The committee funded the tourist information sign and the artworks that adorn the poles, which were painted by local artist, Linda ElMir, who has worked with the committee for decades -– she painted Maclean’s tartan poles and the mural that featured on the old flood wall (among others), which was demolished to upgrade the park.

The association’s initial proposal included the erection of a ‘contemporary Scotsman statue’ within the park, however, the Yaegl TOAC has always “strongly” opposed the idea.

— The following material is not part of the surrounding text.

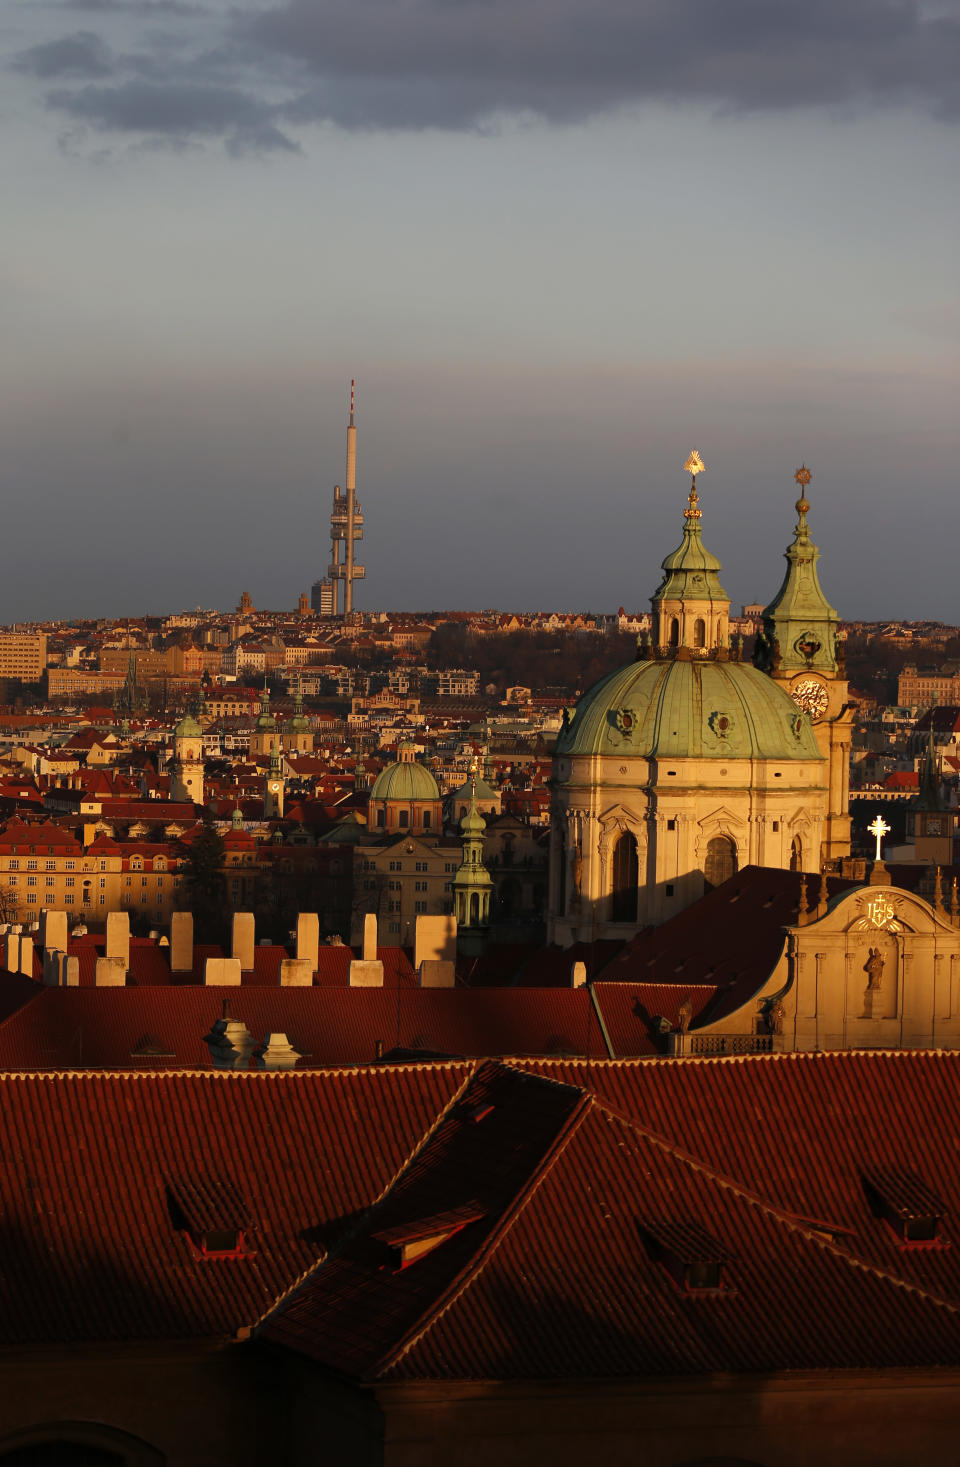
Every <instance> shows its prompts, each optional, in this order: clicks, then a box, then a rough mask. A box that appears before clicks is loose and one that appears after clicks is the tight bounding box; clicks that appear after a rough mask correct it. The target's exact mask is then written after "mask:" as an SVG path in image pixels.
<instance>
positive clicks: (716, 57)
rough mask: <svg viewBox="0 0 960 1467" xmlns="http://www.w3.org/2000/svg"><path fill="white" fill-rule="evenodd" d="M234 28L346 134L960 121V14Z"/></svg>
mask: <svg viewBox="0 0 960 1467" xmlns="http://www.w3.org/2000/svg"><path fill="white" fill-rule="evenodd" d="M235 25H236V26H239V28H241V29H242V31H244V32H245V34H247V35H248V37H250V38H251V41H254V43H255V44H258V45H261V47H263V48H264V50H266V51H276V53H282V54H286V56H289V57H297V59H299V62H301V63H302V65H305V66H307V67H310V69H311V70H313V72H314V73H316V76H317V79H319V82H320V85H317V87H311V88H305V89H304V94H302V97H301V98H299V100H298V101H297V104H295V111H294V114H298V116H299V117H302V119H304V120H307V119H310V117H314V119H324V117H326V119H330V120H333V122H338V123H341V125H343V126H357V125H367V126H377V125H380V126H404V125H408V126H423V125H427V123H434V125H439V126H465V125H471V123H476V122H477V120H480V119H483V117H484V116H489V114H492V113H498V111H508V113H536V114H539V116H543V117H546V119H549V120H555V122H575V120H578V119H581V117H584V116H590V114H594V113H600V111H605V110H609V109H612V107H618V106H624V104H628V103H637V101H644V100H650V98H659V100H680V101H684V100H686V101H696V100H702V101H708V103H710V104H713V106H721V107H730V109H737V110H774V109H784V107H799V106H816V104H819V106H851V104H853V106H863V104H866V106H878V104H890V103H897V104H909V106H919V107H922V109H925V110H929V111H932V113H934V114H937V116H941V117H944V119H956V117H957V116H959V114H960V101H959V95H960V94H959V87H960V84H959V76H960V19H959V15H957V6H956V0H951V3H950V4H948V6H941V9H939V12H938V13H929V12H926V10H923V7H922V6H919V4H917V3H916V0H722V3H721V0H590V3H586V0H364V3H357V0H327V3H323V4H320V3H317V0H288V3H286V4H282V6H279V7H274V9H270V10H263V12H261V13H260V15H257V16H254V18H238V19H236V21H235Z"/></svg>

A report to the July 2020 CVC meeting outlined the Yaegl TOAC’s opposition to “proposed placement of the statue at this location due to the: proximity to the demarcation line and the enduring social impact that this social policy (demarcation) had on individuals and the community in general. It is noted that survivors of this policy remain in the community; apparent perpetuation of this social policy (Scottish person standing guard on the line); cultural activities that traditionally occurred in this location (identified corroboree site); and, impact of the construction of the statue on the Native Title rights that have been determined to exist on the reserve.”

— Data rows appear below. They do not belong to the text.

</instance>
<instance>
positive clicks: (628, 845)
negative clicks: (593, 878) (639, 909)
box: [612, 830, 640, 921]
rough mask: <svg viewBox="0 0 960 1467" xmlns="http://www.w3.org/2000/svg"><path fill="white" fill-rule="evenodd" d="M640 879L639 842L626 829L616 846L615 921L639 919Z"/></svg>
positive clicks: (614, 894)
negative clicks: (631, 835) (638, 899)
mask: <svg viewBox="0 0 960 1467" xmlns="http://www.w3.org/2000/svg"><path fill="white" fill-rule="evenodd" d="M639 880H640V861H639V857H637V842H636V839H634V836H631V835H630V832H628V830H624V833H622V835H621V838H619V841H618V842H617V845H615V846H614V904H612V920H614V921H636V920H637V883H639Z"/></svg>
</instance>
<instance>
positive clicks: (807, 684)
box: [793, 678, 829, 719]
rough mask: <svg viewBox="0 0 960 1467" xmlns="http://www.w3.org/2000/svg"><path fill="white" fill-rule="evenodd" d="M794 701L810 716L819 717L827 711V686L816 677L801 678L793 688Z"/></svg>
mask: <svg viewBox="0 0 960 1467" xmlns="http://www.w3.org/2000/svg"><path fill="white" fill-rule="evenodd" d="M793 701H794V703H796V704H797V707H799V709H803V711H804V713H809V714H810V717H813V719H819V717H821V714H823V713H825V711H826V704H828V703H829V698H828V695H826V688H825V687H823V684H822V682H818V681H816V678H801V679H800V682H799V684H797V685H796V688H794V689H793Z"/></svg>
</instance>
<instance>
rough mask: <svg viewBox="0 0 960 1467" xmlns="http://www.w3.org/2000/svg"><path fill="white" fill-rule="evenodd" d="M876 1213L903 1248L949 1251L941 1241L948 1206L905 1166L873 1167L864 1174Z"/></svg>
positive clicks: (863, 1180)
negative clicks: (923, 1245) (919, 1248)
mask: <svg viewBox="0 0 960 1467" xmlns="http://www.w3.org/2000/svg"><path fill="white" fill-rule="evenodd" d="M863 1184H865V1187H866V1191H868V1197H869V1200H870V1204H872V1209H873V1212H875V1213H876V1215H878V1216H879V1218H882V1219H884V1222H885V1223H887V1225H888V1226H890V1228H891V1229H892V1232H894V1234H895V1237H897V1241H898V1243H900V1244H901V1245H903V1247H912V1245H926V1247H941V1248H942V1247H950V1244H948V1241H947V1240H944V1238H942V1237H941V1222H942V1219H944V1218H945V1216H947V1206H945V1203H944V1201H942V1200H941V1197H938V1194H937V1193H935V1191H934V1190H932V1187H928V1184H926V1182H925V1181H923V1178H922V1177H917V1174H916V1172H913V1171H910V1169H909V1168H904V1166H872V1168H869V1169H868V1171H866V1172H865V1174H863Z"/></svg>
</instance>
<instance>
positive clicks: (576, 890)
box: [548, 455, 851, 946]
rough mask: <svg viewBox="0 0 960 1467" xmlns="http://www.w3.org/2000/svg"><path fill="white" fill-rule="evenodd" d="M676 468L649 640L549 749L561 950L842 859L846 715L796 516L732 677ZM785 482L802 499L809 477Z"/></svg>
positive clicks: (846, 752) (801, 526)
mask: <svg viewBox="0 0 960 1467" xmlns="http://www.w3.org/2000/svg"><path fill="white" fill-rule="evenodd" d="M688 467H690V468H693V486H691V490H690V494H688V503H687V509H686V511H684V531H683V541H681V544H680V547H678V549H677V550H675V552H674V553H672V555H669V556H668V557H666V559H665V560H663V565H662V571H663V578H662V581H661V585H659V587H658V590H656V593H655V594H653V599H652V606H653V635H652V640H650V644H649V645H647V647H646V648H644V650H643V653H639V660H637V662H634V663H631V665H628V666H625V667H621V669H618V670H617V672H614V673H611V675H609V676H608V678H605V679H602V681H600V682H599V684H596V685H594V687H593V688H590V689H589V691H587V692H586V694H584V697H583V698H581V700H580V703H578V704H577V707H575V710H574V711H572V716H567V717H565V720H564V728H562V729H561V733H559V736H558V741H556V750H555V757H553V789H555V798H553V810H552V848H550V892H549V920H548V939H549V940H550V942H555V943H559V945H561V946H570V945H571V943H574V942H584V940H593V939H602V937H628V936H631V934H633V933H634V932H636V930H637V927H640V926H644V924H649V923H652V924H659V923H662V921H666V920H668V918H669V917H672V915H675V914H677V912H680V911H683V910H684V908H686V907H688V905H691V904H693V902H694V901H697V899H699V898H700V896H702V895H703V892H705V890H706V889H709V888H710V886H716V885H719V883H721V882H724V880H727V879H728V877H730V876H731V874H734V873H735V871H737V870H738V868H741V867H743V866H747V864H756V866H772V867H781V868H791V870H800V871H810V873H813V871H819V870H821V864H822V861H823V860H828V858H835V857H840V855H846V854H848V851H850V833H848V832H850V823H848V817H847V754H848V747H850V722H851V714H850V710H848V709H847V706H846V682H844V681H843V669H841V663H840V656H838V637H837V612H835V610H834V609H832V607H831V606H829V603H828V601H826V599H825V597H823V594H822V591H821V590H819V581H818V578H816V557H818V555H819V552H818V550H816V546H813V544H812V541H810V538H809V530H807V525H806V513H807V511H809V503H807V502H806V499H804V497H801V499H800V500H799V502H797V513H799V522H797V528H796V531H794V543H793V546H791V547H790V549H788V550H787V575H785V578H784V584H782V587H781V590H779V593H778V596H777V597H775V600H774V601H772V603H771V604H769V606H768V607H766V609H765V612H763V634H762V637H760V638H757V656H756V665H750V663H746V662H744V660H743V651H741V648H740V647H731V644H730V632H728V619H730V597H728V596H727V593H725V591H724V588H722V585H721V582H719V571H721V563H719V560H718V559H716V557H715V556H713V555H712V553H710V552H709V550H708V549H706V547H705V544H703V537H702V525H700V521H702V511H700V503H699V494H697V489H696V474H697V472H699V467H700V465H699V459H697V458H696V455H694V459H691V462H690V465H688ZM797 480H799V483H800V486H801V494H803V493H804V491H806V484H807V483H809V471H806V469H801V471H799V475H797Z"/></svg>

The report noted that “the Scottish Association through its endeavours contributes to tourism in Maclean through the celebration of the town’s European heritage, namely, that the town was named after Alexander Grant McLean, who was the New South Wales surveyor-general from 1861-1862; and a large number of the early settlers in the valley were originally from Scotland.

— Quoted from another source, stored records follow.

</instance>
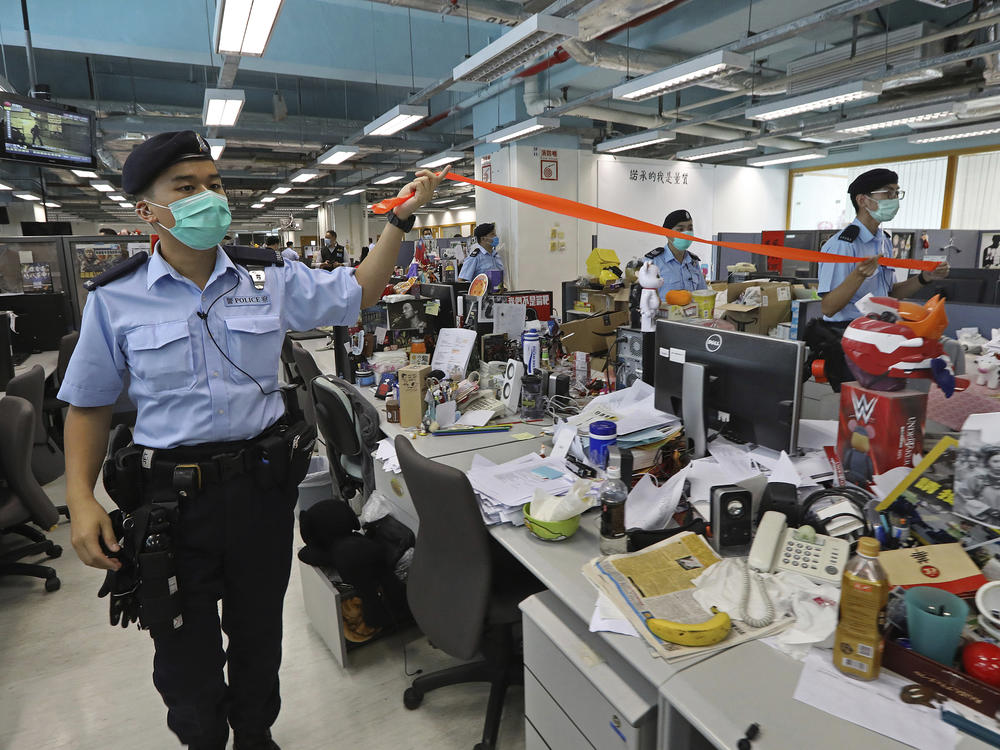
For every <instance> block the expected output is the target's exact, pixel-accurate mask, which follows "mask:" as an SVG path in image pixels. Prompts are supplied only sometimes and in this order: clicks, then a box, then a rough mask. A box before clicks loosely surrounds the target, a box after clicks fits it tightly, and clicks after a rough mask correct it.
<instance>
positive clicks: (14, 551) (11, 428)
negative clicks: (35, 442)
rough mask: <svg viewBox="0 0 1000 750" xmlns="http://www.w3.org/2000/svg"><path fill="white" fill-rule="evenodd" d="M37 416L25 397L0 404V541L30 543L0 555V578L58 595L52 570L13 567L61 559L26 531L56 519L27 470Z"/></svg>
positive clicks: (43, 495) (50, 543)
mask: <svg viewBox="0 0 1000 750" xmlns="http://www.w3.org/2000/svg"><path fill="white" fill-rule="evenodd" d="M35 421H36V417H35V414H34V413H33V409H32V408H31V404H30V403H28V402H27V401H25V400H24V399H23V398H18V397H16V396H6V397H4V398H2V399H0V470H2V472H3V478H4V479H5V480H6V481H5V482H2V483H0V536H5V535H7V534H19V535H20V536H23V537H25V538H27V539H28V540H30V541H31V542H32V543H31V544H27V545H23V546H21V547H17V548H15V549H12V550H10V551H8V552H4V553H2V554H0V575H25V576H33V577H35V578H43V579H44V580H45V590H46V591H56V590H57V589H58V588H59V586H60V582H59V578H58V577H57V576H56V571H55V569H53V568H50V567H47V566H45V565H34V564H28V563H22V562H17V561H18V560H21V559H22V558H25V557H28V556H29V555H40V554H45V555H47V556H48V557H49V558H50V559H53V558H56V557H59V556H60V555H61V554H62V547H60V546H59V545H58V544H55V543H53V542H51V541H49V540H48V539H46V538H45V535H44V534H42V533H41V532H39V531H37V530H36V529H33V528H31V527H30V526H28V525H27V524H28V522H29V521H30V522H32V523H34V524H35V525H37V526H40V527H41V528H43V529H49V528H52V527H53V526H55V524H56V522H57V521H58V520H59V512H58V511H57V510H56V508H55V506H54V505H53V504H52V501H51V500H49V497H48V495H46V494H45V492H44V491H43V490H42V488H41V487H40V486H39V484H38V481H37V480H36V479H35V477H34V474H33V473H32V470H31V453H32V451H31V437H32V434H33V433H34V432H35Z"/></svg>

“The association’s endeavours include (but are not limited to); staffing the Scottish shop that provides information on Scottish family names and Maclean generally; painting Scottish tartans on the base of the telegraph poles; construction of a cairn in the Herb Stanford Memorial Park, of rocks from all over Australia and from Scotland; erecting banner poles through the town centre and supporting the 116-year-old Maclean Highland Gathering.”